Conflit dans l’est de la RDC : le M23 conteste un rapport accablant de l’ONU
Un rapport des Nations unies publié à la fin de l’année 2025 met en cause l’ensemble des parties impliquées dans le conflit armé dans l’est de la République démocratique du Congo (RDC), notamment dans les provinces du Nord-Kivu et du Sud-Kivu.

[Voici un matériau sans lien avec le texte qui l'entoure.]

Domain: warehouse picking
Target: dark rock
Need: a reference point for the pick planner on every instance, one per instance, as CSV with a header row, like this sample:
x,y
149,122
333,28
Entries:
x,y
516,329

Le document évoque de graves violations des droits humains et du droit international humanitaire commises depuis janvier 2025, susceptibles de constituer des crimes de guerre, voire des crimes contre l’humanité.
Élaboré par la mission d’établissement des faits du Haut-Commissariat des Nations unies aux droits de l’homme, le rapport s’appuie sur des investigations menées entre mars et août 2025 en RDC, mais également au Rwanda et au Burundi. Les enquêteurs affirment avoir rassemblé des éléments permettant d’identifier des individus, des unités et certaines entités potentiellement impliqués dans ces violations. Les informations collectées ont été transmises aux mécanismes internationaux compétents en matière de redevabilité.
Face à ces accusations, le mouvement armé AFC/M23 rejette les conclusions de l’enquête. Une délégation du groupe s’est rendue à Genève afin de défendre sa position en marge de la 61ᵉ session du Conseil des droits de l’homme des Nations unies, qui se tient du 23 février au 31 mars 2026.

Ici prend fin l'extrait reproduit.